Nein, stimmt, das waren nur ein paar Wochen. Ich hatte während des Jahres den 19-jährigen Carsten kennen gelernt und wir haben uns prima verstanden. Das war eine echt witzige Geschichte: Das Haus der Familie war gegenüber der Feuerwehr, wo er viel unterwegs war. Und da sind wir uns eines Tages über den Weg gelaufen ... Im Eiscafé auf dem Franz-Gruber-Platz hat sich das dann vertiefen lassen. Mir war sein Charakter sehr sympathisch, er war anders als viele andere.
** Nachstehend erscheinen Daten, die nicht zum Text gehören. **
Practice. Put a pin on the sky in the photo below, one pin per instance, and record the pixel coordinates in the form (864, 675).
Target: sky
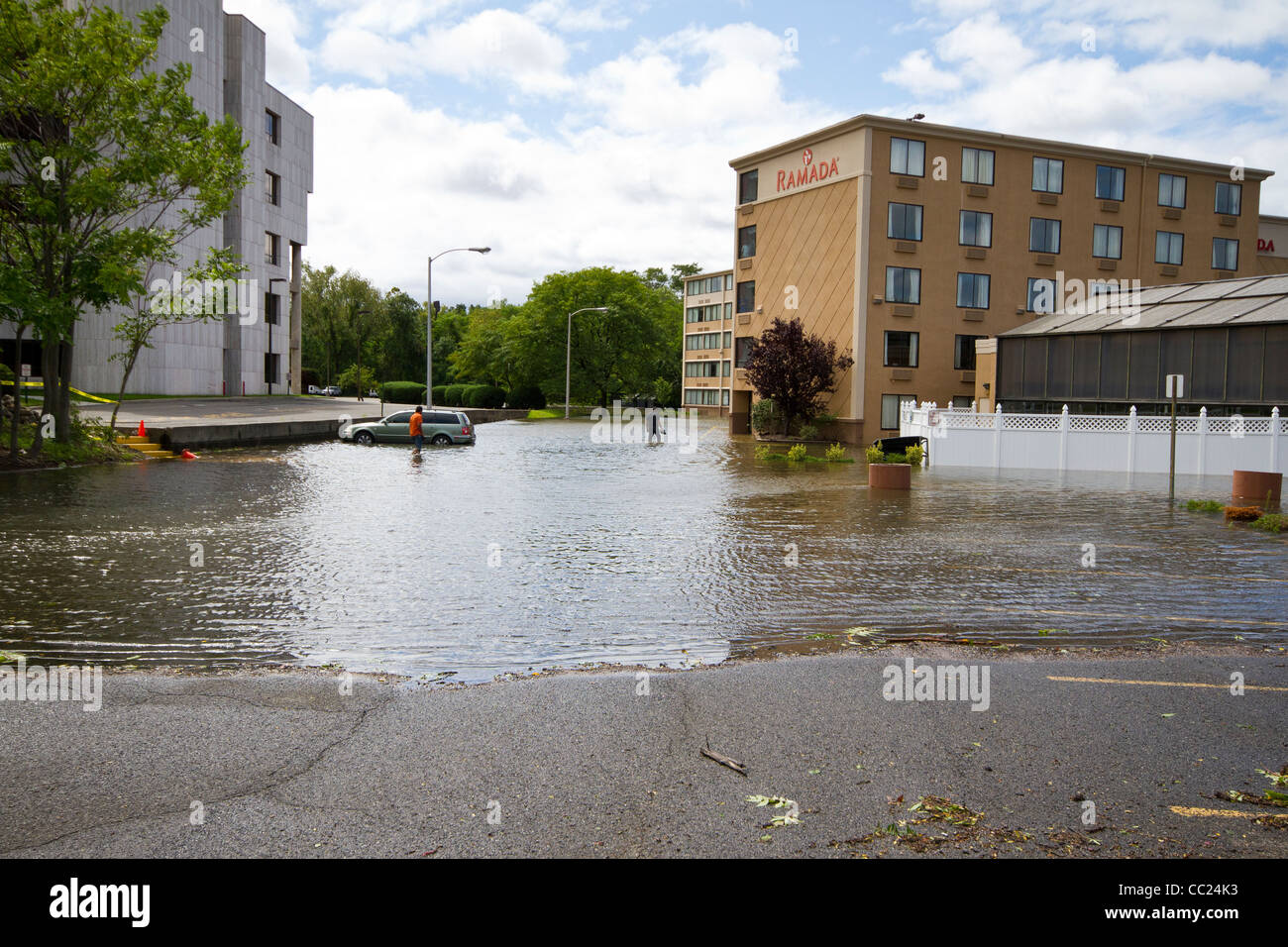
(576, 133)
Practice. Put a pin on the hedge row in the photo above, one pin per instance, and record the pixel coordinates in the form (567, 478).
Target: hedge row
(464, 395)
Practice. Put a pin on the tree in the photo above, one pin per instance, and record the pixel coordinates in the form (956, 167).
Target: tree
(795, 368)
(91, 144)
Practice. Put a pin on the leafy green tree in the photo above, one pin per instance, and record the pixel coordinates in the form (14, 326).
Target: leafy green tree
(93, 142)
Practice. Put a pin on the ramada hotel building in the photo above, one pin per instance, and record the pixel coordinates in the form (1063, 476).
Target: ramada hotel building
(906, 243)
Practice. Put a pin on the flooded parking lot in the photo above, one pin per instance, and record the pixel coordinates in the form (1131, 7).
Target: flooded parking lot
(540, 548)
Carsten hat gerade seine Ausbildung bei der Sparkasse gemacht.

Nun sind Sie seit 16 Jahren verheiratet und Ihr Mann ist im Amt bestätigt worden. Wie sieht der Alltag einer Bürgermeister-Ehefrau aus?

Das ist ein Punkt, der nicht immer einfach ist. Ich habe mich sehr mit ihm über seinen Erfolg bei der Wahl im September gefreut und stehe nach wie vor hinter ihm und seinem Beruf. Bei Terminen, die mich auch interessieren, bin ich gerne dabei. Auch in der Fastnachtszeit waren wir viel unterwegs. Klar ist aber auch, dass sein Job und die aufwändige Art, wie er ihn ausfüllt, viel Zeit kosten. Da müssen Frau und Sohnemann ab und zu zurückstehen, was ihnen manchmal schwer fällt.

Wie spannen die Helfmanns aus?

Wir fahren mindestens einmal im Jahr zu meiner Familie nach Ungarn. Außerdem mache ich gerne Aerobic, früher im Fitnessstudio, heute zuhause. Außerdem lese ich gerne Bücher von Ildikó von Kürthy und bin immer noch daran, meinen deutschen Wortschatz zu verbessern.

1997 haben Sie sich schon einmal mit einem Kosmetikstudio selbstständig gemacht. Wie sehen Ihre Pläne für die Zukunft aus?

Mein Plan ist, in nächster Zeit wieder etwas zu starten. Was genau, weiß ich noch nicht, mir ist durch den Kopf gegangen, nochmal zu studieren. Aber mir gefällt auch die Idee, das Kosmetikstudio wieder aufleben zu lassen, sehr gut. Da hätte ich die Ausrüstung schon und kenne mich aus. Mal schauen. Bis Herbst will ich mich entscheiden.